Because this reaction proceeds strongly toward water formation, the key task is simply to identify whether acid is left over, base is left over, or the mixture is exactly neutral. When the acid and base moles are identical, the final solution is neutral at pH 7.00, assuming ideal behavior and a temperature of 25 degrees Celsius. When one side is in excess, the remaining concentration of the excess ion determines the final pH.

Step 1: Convert 50 mL into Liters

Chemistry concentration units in molarity are based on liters, so your first step is converting milliliters to liters:

50 mL = 0.050 L

This conversion is essential. If you skip it and use 50 directly in a molarity equation, your answer will be off by a factor of 1000. The most common formula used in these problems is:

moles = molarity × volume in liters

Step 2: Find the Moles Present in the 50 mL 0.1 M Solution

Suppose the first solution is 50 mL of 0.1 M HCl. Then the moles of H⁺ are:

moles H+ = 0.1 × 0.050 = 0.005 mol

If the 50 mL 0.1 M solution is instead a strong base such as NaOH, then the moles of OH^– are also 0.005 mol.

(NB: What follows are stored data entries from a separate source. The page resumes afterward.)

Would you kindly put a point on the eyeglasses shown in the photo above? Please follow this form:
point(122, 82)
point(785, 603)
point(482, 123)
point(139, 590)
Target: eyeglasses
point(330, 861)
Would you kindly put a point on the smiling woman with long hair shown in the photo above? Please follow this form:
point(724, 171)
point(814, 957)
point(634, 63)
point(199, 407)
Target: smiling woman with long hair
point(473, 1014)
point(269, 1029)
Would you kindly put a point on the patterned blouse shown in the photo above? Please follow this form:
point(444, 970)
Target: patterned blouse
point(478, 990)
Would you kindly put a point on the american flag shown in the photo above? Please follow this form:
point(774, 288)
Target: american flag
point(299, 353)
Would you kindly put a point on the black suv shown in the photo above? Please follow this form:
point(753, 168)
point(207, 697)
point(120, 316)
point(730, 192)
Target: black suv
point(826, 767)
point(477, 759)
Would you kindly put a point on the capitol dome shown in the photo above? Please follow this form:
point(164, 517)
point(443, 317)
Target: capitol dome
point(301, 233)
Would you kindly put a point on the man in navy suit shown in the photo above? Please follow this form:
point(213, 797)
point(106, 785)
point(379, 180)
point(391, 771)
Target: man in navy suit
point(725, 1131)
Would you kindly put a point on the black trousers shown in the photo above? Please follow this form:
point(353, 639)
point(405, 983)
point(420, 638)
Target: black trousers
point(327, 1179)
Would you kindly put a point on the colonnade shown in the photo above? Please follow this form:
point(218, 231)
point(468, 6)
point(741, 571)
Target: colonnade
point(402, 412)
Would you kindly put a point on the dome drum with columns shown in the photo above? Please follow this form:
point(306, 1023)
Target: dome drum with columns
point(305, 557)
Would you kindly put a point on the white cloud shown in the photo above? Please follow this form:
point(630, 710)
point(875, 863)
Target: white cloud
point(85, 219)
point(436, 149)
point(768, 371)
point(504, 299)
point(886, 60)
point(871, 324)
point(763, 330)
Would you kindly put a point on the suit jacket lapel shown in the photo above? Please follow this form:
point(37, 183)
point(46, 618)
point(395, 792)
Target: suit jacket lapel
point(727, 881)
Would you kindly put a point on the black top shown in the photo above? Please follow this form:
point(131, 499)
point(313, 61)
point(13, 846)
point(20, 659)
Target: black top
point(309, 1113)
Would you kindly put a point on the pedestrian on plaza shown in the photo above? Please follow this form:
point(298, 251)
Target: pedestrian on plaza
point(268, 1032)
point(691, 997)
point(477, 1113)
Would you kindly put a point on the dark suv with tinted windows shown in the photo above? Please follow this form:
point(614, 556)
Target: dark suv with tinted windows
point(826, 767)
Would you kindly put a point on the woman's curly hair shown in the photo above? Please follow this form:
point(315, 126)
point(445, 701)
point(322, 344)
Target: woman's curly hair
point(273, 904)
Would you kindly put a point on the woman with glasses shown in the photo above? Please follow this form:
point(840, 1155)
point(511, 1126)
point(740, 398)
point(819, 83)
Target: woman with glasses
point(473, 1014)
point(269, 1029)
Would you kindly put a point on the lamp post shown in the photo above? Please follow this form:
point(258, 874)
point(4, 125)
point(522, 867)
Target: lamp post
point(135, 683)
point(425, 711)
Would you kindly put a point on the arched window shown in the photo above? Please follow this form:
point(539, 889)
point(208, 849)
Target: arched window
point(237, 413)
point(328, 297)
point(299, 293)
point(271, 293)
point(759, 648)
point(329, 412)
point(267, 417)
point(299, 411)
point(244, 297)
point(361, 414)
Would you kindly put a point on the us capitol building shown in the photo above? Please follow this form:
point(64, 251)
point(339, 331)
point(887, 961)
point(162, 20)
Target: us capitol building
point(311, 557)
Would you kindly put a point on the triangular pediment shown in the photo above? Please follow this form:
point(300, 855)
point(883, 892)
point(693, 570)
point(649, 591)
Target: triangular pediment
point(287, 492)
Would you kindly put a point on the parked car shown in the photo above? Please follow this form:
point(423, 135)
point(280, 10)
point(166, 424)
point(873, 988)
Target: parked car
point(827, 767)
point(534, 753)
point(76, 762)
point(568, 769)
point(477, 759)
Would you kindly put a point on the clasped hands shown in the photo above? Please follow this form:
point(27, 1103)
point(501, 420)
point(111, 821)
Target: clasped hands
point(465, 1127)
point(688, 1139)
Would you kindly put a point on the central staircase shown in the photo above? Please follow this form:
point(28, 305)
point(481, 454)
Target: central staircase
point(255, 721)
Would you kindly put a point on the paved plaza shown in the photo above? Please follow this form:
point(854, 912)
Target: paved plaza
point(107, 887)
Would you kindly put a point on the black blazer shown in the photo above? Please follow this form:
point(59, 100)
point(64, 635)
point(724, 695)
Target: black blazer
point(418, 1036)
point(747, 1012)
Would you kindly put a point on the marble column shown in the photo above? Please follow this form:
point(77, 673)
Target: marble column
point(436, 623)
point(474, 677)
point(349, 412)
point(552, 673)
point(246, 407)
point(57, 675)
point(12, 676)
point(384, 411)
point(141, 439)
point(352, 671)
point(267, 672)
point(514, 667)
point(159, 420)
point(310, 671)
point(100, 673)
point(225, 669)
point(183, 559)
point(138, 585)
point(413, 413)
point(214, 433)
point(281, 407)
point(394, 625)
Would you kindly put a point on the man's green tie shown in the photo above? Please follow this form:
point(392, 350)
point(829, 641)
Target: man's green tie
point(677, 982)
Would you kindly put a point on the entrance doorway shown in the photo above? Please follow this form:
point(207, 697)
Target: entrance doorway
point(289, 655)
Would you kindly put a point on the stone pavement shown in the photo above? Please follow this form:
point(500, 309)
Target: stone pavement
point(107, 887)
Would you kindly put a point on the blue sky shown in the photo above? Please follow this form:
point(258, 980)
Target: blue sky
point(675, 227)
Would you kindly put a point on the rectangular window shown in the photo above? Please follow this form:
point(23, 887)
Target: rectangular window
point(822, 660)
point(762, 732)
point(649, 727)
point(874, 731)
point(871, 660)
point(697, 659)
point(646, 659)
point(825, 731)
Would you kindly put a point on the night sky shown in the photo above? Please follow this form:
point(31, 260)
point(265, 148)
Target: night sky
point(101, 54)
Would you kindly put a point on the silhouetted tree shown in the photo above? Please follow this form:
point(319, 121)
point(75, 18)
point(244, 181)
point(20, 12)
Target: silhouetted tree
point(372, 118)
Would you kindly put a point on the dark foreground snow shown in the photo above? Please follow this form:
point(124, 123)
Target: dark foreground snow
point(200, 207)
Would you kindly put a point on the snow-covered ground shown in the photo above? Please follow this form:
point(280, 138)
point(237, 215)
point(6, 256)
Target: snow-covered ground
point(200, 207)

This number is useful to remember because it appears frequently in textbook and exam questions.

A 50 mL sample of a 0.1 M strong monoprotic acid or base contains exactly 0.005 moles of reactive ions.

Step 3: Calculate the Moles in the Second Solution

Now evaluate the second solution using the same formula. If the problem is 50 mL of 0.1 M HCl mixed with 50 mL of 0.1 M NaOH, then both sides contain 0.005 mol of reactive species. The acid and base completely neutralize one another:

0.005 mol H+ – 0.005 mol OH- = 0 mol excess

Because no acid or base remains in excess, the final solution is neutral, so the pH is 7.00. This is one of the most classic neutralization examples in chemistry.

Step 4: Add the Volumes

Another key principle in these questions is dilution after mixing. The remaining acid or base, if any, is now spread through the total volume of the mixture. So if you combine 50 mL and 25 mL, the final volume is 75 mL, or 0.075 L. If you combine 50 mL and 50 mL, the final volume is 100 mL, or 0.100 L.

This matters because pH depends on concentration, not just moles. A small number of excess moles in a very small volume gives a stronger concentration than the same number of moles in a larger volume.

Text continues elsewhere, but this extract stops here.